- Dalton Dalton
- Coordinates: 33°12′17″N 94°35′49″W﻿ / ﻿33.20472°N 94.59694°W
- Country: United States
- State: Texas
- County: Cass
- Elevation: 351 ft (107 m)
- Time zone: UTC-6 (Central (CST))
- • Summer (DST): UTC-5 (CDT)
- Area codes: 903 & 430
- GNIS feature ID: 1378199

= Dalton, Texas =

Dalton is an unincorporated community in Cass County, Texas, United States. According to the Handbook of Texas, the community had a population of 50 in 2000.

==History==
Dalton was founded sometime after the American Civil War.
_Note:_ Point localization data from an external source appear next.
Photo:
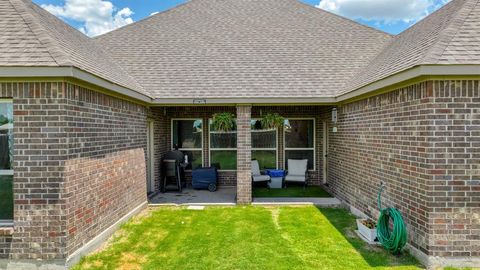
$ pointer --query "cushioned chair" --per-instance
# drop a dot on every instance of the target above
(297, 172)
(257, 177)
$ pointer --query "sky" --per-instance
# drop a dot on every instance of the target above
(96, 17)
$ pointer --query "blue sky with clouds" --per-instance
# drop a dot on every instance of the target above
(94, 17)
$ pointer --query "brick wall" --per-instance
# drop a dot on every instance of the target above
(72, 152)
(39, 154)
(105, 171)
(422, 141)
(5, 242)
(454, 192)
(244, 154)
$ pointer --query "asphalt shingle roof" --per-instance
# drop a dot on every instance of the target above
(241, 48)
(34, 37)
(451, 35)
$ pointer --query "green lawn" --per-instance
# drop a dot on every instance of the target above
(293, 191)
(242, 238)
(6, 197)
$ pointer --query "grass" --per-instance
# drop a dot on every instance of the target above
(242, 238)
(6, 197)
(311, 191)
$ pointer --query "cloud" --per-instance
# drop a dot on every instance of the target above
(384, 11)
(96, 16)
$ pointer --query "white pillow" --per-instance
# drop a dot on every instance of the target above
(297, 166)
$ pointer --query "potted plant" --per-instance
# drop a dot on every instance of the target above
(272, 121)
(223, 121)
(368, 229)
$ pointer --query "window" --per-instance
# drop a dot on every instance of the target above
(223, 148)
(6, 160)
(299, 135)
(264, 145)
(188, 134)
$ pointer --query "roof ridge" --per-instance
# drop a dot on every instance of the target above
(44, 38)
(146, 18)
(438, 49)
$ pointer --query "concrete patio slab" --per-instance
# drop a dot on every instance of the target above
(223, 196)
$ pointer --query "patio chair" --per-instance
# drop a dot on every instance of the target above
(297, 172)
(257, 177)
(171, 171)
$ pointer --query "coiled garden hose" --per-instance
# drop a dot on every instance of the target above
(393, 240)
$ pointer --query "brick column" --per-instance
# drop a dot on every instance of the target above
(244, 147)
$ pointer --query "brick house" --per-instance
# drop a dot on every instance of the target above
(85, 121)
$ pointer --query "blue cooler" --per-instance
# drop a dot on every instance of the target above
(205, 178)
(276, 178)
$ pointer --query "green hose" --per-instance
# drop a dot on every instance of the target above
(393, 240)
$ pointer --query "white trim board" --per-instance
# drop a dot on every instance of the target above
(73, 72)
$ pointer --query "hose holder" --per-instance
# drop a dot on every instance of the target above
(392, 239)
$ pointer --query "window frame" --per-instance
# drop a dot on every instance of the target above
(8, 222)
(266, 149)
(188, 149)
(219, 149)
(314, 148)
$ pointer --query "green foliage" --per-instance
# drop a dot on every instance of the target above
(243, 238)
(223, 121)
(272, 121)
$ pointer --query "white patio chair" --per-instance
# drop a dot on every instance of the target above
(297, 172)
(257, 176)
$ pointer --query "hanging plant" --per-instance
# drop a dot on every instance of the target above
(223, 121)
(272, 121)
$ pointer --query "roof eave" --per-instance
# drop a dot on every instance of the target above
(70, 72)
(410, 74)
(247, 100)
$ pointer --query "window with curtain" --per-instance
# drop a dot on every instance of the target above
(223, 148)
(299, 135)
(188, 134)
(264, 145)
(6, 160)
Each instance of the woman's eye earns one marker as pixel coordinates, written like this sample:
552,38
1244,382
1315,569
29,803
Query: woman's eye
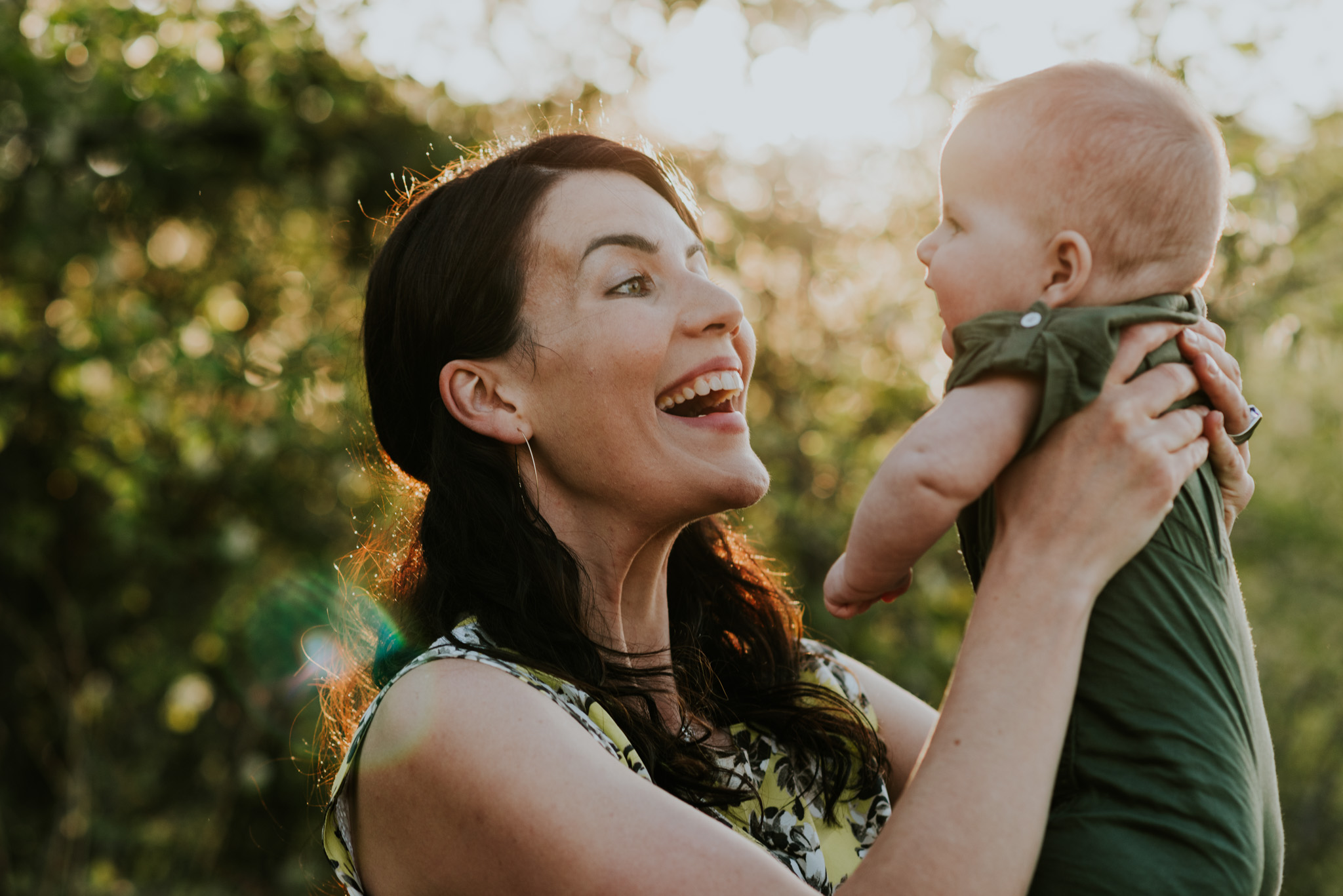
638,285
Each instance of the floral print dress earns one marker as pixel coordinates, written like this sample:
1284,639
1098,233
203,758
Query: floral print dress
786,821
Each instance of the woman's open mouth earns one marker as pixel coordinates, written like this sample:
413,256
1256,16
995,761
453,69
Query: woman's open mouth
707,394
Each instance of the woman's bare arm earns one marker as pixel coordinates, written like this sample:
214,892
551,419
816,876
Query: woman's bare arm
473,782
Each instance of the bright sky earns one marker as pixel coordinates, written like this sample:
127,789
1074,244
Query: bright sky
856,81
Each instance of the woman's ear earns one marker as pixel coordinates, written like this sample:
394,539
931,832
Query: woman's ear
1068,266
473,394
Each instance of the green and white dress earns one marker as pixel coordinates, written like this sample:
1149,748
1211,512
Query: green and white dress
786,821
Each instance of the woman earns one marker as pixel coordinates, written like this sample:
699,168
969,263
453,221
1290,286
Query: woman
622,700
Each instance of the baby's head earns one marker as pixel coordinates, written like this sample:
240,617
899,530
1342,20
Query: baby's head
1083,184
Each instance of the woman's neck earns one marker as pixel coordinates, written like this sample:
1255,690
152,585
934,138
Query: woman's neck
626,566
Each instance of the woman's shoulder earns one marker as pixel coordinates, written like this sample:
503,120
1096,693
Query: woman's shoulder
457,699
829,668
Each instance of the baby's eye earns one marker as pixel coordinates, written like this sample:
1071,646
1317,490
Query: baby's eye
637,285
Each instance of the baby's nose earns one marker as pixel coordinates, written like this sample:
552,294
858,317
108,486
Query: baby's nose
925,250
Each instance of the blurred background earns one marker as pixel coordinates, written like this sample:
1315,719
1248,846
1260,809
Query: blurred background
186,461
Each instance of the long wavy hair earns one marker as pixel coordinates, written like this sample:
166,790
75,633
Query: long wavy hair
449,284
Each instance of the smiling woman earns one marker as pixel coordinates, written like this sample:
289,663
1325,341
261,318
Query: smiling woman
601,690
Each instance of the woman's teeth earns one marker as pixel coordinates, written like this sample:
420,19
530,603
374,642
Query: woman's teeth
729,383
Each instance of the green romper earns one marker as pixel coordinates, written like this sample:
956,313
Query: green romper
1166,783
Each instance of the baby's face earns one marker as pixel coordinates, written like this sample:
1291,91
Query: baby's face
989,250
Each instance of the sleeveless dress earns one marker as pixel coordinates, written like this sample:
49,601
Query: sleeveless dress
1166,783
786,821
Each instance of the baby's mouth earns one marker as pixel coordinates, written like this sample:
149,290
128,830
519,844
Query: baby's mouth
707,394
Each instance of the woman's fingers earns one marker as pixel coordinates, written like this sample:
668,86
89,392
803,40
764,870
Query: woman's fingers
1159,387
1232,464
1178,429
1212,331
1224,391
1136,343
1211,339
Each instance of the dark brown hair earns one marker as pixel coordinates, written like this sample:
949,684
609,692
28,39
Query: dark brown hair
449,285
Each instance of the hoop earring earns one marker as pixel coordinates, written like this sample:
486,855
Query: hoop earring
536,475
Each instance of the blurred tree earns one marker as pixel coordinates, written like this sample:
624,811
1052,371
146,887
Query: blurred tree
180,261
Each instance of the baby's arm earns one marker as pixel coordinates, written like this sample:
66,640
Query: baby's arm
947,459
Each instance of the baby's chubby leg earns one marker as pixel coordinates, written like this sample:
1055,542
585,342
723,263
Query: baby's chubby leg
845,601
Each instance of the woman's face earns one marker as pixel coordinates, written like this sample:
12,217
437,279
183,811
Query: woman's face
637,400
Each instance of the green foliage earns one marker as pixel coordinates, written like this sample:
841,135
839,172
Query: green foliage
182,256
183,449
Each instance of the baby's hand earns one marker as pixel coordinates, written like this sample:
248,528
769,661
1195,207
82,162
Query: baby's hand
847,602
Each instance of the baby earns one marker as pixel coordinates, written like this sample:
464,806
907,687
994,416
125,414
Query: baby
1079,201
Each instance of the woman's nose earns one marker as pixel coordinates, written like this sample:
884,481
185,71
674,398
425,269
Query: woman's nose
713,308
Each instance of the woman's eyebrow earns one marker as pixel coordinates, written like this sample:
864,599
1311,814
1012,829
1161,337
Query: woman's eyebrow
631,241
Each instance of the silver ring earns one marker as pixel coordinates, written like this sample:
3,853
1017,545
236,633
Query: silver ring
1256,418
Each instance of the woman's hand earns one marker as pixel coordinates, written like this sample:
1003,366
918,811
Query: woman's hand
1094,494
1220,376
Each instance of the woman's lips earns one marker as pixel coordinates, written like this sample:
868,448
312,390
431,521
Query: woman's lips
710,393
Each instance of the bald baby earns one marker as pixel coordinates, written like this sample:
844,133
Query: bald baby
1126,159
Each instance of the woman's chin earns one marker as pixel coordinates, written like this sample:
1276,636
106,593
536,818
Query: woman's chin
742,484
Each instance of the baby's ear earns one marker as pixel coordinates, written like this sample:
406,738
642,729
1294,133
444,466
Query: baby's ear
1068,266
481,399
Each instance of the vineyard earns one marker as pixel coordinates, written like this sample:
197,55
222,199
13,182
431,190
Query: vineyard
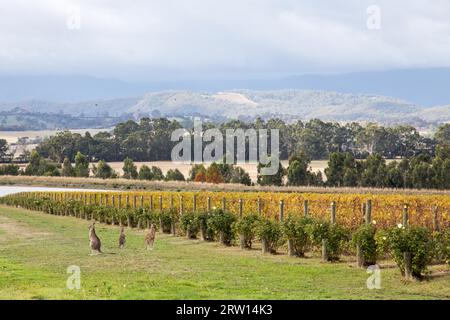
414,230
429,211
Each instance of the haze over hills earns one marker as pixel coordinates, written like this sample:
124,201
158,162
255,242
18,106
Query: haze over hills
418,97
423,87
289,105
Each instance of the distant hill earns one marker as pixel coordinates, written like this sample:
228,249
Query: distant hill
423,87
234,104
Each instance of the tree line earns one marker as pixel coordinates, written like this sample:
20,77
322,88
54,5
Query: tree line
150,140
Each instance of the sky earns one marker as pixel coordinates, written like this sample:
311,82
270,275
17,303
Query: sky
167,39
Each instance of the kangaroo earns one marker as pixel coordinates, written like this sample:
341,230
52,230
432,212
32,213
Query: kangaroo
150,237
94,240
122,237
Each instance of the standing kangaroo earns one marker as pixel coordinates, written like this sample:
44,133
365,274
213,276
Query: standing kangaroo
94,240
150,237
122,237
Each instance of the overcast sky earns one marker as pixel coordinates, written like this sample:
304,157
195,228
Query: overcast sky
146,39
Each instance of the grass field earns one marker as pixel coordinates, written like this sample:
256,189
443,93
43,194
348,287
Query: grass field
36,249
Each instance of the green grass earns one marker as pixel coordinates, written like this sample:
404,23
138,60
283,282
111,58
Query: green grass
36,249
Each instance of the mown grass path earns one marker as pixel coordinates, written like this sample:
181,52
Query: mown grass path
36,249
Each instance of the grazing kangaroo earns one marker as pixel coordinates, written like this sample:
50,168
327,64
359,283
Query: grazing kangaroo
94,240
122,237
150,237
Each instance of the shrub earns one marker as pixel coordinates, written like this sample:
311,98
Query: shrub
364,237
381,239
270,234
442,245
190,225
415,240
296,232
245,227
206,233
221,223
165,219
334,235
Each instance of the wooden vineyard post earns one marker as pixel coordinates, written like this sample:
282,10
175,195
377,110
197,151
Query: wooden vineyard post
367,220
240,208
368,213
407,256
324,250
325,256
434,211
305,208
281,210
405,215
161,227
181,204
333,213
408,265
113,207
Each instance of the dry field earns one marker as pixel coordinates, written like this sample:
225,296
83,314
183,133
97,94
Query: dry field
317,165
125,184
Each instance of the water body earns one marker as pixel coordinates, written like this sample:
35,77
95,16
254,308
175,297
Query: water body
6,190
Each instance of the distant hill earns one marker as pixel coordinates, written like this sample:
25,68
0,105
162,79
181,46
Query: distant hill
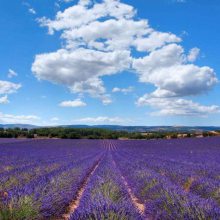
18,126
125,128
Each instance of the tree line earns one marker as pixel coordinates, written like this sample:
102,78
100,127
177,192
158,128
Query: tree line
87,133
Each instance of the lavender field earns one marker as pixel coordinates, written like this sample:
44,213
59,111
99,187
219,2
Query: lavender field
110,179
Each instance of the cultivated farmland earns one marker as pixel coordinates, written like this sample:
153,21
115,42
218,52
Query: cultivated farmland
110,179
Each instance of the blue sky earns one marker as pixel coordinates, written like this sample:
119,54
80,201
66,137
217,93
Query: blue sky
145,62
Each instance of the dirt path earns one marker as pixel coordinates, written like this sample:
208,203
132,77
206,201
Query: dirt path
75,203
139,206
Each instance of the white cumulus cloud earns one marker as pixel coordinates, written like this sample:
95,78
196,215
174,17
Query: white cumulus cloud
4,100
11,73
7,87
99,39
123,90
176,106
18,119
73,104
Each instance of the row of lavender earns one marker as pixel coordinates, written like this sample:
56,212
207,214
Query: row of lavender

A post office was established at Dalton in 1875 and remained in operation until 1905, with an interruption from 1887 to 1897. It reached its zenith in 1884 when it had 200 residents served by six churches and three saw and flour mills. From 1940 to 1983, only a church and cemetery remained in Dalton. It was listed on county maps in 1990. Its population was 50 in 2000.

==Geography==
Dalton is located on Texas State Highway 77, 3.5 mi northwest of Marietta in northwestern Cass County.

==Education==
Dalton had two schools in 1884 and only one in 1940. Today, the community is served by the Pewitt Consolidated Independent School District.